In our exhibition at Vinitaly, we talk about wine from the perspectives of history, art and culture. And we have a multimedia room that describes the three dimensions of wine. One dimension is the dimension of images—incredible moving images of vines and wine under the microscope. The second dimension is the land that produces wine, because you need to also study the geological evolution and the aspects of the territories that give a good wine. And the third dimension is the flavors you find in wine connected with the tastes nature gives you.
How important is wine tourism to Italy?
Italy represents 0.2 percent of the planet, but it has more of the world’s cultural heritage than any other country [the most UNESCO World Heritage Sites, at 59], and people come here to see it.
People who used to come just to see the monuments today come to see our gastronomic monuments—to know the places that produce the food they heard about or that they tasted in one of 250,000 Italian restaurants in the world.
What is being done concretely to help those corners of the country blighted by illegal dumping or abandonment?
There are two phenomena.
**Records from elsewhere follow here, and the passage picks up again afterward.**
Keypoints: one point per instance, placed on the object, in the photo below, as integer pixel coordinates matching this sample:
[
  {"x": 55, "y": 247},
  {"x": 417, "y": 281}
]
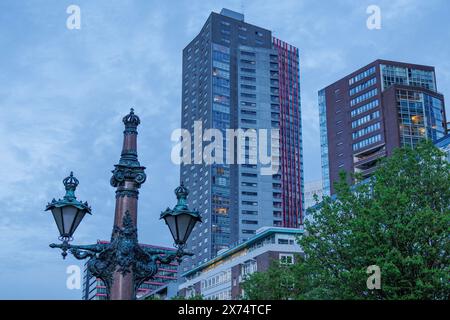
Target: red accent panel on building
[{"x": 290, "y": 133}]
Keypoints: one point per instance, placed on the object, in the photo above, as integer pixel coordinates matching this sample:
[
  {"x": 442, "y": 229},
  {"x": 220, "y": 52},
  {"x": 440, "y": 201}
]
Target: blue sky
[{"x": 63, "y": 94}]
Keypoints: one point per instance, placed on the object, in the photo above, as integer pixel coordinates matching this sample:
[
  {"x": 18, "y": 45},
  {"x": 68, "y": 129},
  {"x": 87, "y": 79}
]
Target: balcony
[{"x": 365, "y": 160}]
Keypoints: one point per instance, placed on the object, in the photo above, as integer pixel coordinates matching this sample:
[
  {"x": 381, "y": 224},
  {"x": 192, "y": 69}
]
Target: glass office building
[{"x": 367, "y": 114}]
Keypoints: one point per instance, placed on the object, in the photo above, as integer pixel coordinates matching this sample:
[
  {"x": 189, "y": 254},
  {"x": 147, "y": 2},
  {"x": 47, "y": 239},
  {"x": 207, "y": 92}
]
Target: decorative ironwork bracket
[{"x": 123, "y": 254}]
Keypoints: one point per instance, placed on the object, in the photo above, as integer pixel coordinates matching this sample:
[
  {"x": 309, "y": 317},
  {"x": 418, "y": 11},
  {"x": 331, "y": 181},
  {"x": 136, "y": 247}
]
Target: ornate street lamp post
[{"x": 123, "y": 265}]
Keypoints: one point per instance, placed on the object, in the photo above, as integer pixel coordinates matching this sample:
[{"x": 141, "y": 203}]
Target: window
[
  {"x": 366, "y": 107},
  {"x": 365, "y": 119},
  {"x": 363, "y": 86},
  {"x": 364, "y": 143},
  {"x": 250, "y": 212},
  {"x": 249, "y": 222},
  {"x": 366, "y": 130},
  {"x": 363, "y": 97},
  {"x": 286, "y": 258},
  {"x": 362, "y": 75}
]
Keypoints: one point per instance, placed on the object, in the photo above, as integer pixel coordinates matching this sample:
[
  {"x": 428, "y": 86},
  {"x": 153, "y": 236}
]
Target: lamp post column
[{"x": 127, "y": 178}]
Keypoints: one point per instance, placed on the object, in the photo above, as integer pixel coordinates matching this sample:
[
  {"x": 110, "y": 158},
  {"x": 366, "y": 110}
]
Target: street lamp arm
[{"x": 79, "y": 251}]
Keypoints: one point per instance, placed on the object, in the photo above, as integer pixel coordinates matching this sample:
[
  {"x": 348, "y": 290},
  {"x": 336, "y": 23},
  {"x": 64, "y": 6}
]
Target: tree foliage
[{"x": 398, "y": 220}]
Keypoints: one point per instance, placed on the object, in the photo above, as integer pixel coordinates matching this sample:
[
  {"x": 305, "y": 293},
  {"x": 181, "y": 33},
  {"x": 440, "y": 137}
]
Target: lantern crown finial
[
  {"x": 181, "y": 192},
  {"x": 131, "y": 120},
  {"x": 70, "y": 183}
]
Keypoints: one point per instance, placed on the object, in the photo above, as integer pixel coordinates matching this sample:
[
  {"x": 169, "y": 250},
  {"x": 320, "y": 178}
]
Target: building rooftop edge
[
  {"x": 264, "y": 232},
  {"x": 377, "y": 62}
]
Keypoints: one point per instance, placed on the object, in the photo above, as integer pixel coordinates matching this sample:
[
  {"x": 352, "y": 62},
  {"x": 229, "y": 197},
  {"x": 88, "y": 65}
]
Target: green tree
[{"x": 399, "y": 221}]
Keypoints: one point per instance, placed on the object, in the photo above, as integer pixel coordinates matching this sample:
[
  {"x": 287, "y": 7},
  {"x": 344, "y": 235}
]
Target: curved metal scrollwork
[{"x": 124, "y": 252}]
First, in the polluted areas, we have to intervene. Second are the degraded areas that have been abandoned over the years by farmers.
When the European Union was created in 1957, agricultural policy was the only shared economic policy. It was shared at the European level because it guaranteed two things: One was food security and the other was security for the environment because you didn’t have farmers leave their land. And there was a system of subsidies used to guarantee income to farmers in weak areas.
Over time, they lost their effect. And in Italy, we are reshaping incentives to bring back abandoned territories. There are examples like the city of Caivano [pop. 35,000, a one-time industrial agricultural hub north of Naples], which became the symbol of degradation, where there were remnants of pollution and drug dealers. There is now a beautiful agricultural institute where you find well-maintained, cultivated fields and a series of hydroponic greenhouses. Thanks to agriculture—a healthy model linked to tradition.